Ashley R Lister said...

His brother (Juan) got a lot more schtick :-)


J said...

i prefer type two option - half the story is already created. lazy, maybe but interesting to see/hear how the story can be manipulated in a variety of ways.

1/ what does it feel like to be run over?
2/ what does it feel like to internally combust?
3/ what does it feel like to jump out of a plane at 20,000ft without a parachute?
4/ what does it feel like to be on the front line on a battlefield?
5/ what does it feel like to be buried up to your neck in a fire-ant hill?

yes, it would seem by my five choices i have a rather perverse mind.

Ashley R Lister said...


The exciting thing about these choices is that they lend themselves to description which would force the writer to establish the physicality of the fictional world being created.

Thank you for sharing some thoughts from your perverse mind.


Anonymous said...

What does it feel like to explode?

What does it feel like to be young?

What does it feel like to run away?

What does it feel like to be cold?

What does it feel like to be touched?

I'll have fun with these whilst Lara is busy conferencing...

Good luck tonight mate, wish we could have made it.


Ashley R Lister said...


It would have been great to see you at the event - it was a pleasure to be there.

The run away option sounds like an intriguing starting point for a novel. I wonder if my next story should start from somewhere like that?


Lara Clayton said...

What does it feel like to be a cardboard box?

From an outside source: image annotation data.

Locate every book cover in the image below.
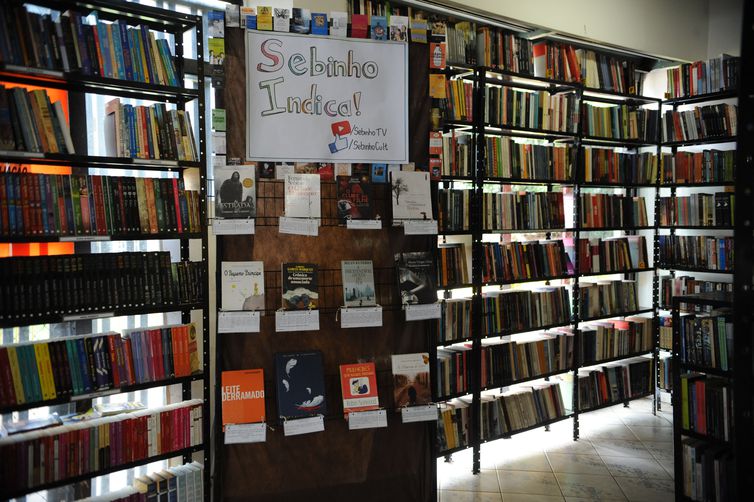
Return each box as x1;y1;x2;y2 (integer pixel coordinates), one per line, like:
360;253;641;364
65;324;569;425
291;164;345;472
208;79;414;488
221;261;264;311
340;260;377;307
340;362;380;414
395;251;437;305
215;165;257;218
390;352;432;408
275;351;327;419
282;263;319;310
220;369;265;427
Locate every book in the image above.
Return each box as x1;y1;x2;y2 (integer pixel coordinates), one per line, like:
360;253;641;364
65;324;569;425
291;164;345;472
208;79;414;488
390;352;432;408
220;369;265;427
340;260;377;307
215;165;257;218
281;263;319;310
275;351;327;419
221;261;264;311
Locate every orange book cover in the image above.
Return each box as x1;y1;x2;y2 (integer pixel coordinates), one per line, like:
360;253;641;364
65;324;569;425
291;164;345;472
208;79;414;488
221;369;265;427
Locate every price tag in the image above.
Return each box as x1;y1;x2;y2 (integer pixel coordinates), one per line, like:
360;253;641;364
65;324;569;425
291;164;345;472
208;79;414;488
283;415;325;436
275;310;319;333
348;410;387;431
212;218;256;235
279;216;319;237
403;220;437;235
225;422;267;444
406;303;441;321
346;220;382;230
217;310;260;333
401;404;437;424
340;305;382;328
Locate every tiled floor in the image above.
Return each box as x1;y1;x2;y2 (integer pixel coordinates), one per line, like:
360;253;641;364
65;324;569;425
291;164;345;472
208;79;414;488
437;399;673;502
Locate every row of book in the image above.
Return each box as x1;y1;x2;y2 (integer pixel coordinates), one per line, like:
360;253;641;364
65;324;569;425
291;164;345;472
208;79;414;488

What does it feel like be a pillow?

What does it feel like to be a zebra in captivity?

What does it feel like to be a stray cat?

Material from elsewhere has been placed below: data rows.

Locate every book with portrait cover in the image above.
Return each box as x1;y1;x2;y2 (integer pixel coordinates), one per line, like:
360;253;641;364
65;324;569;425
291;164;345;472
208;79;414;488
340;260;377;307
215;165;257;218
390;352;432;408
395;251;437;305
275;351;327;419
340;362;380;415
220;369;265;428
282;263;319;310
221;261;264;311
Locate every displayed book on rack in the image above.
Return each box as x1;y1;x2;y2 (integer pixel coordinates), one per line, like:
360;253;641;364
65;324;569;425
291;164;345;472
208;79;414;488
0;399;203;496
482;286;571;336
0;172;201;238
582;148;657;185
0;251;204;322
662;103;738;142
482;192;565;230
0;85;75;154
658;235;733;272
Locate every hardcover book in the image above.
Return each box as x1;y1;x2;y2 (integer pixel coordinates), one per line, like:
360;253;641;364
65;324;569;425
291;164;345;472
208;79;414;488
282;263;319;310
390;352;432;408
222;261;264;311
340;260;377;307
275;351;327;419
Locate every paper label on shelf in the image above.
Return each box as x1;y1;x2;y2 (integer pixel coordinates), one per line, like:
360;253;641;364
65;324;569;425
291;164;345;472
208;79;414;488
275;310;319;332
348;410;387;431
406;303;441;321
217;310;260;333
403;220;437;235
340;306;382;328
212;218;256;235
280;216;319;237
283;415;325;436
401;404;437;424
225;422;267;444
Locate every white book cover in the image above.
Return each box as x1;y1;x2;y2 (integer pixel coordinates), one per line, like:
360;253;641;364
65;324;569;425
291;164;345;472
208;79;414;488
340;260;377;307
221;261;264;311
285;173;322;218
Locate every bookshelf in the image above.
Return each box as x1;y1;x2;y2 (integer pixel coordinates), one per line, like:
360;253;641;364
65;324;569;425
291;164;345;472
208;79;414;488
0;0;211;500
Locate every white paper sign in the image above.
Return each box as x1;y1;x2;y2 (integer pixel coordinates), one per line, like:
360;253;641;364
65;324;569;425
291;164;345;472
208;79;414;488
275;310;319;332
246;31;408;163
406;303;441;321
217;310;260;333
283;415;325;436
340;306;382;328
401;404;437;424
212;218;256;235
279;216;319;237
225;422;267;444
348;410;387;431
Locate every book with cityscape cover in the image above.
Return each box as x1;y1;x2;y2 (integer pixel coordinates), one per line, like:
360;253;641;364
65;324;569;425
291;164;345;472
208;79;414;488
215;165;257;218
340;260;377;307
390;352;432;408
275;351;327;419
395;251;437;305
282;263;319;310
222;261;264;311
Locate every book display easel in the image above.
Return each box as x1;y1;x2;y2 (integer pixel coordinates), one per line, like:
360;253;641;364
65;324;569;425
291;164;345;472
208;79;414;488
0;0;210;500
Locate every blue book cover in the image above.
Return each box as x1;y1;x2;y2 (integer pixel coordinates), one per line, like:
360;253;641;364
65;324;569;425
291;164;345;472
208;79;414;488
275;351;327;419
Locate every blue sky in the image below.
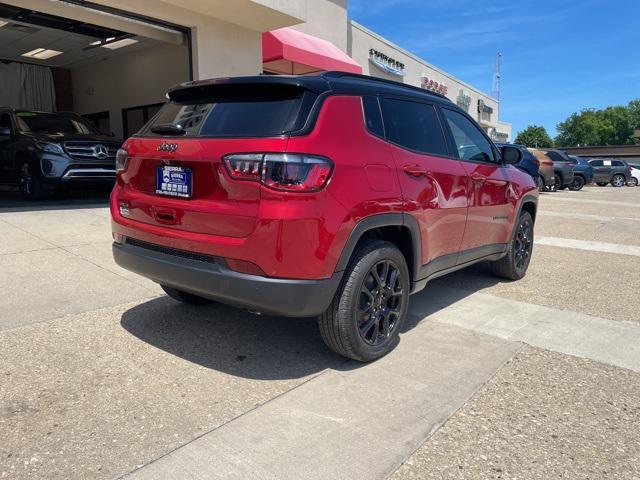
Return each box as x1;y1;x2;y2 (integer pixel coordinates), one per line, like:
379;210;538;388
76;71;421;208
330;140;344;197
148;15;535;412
349;0;640;136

What does it feel like to be planet Earth?

Great exercise, Ash. Really got me thinking - might try to make one of these into a poem for the next event.
Lar x

Ashley R Lister said...

Planet earth with a smoker's cough, an allergic reaction to the human infestation its currently suffering, and flicking through a cosmetic surgeon's brochure on 'depleted ozone layer re-enhancement'.

I can see that working as a strong poem.

Good ones,


vicky ellis said...

I'm catching up on the blog today. I also want to run away with the werewolf story. I do like the idea of taking someone else's intro and running with it.


What does it feel like to have no toenails?
What does it feel like to have 8 legs?
What does it feel like to be a naked tree on a bleak moor?
What does it feel like to turn to liquid?
What does it feel like to be bright purple with stars for eyes?
What does it feel like to

Ashley R Lister said...

The werewolf story is a fun one. I enjoyed reading the responses I got. You've seen the link on FaceBook if you want to see how it goes. If you want to see the story in its entirety, let me know.

And I love the physicality of your responses to these prompts. I can see any of these working for your style of writing.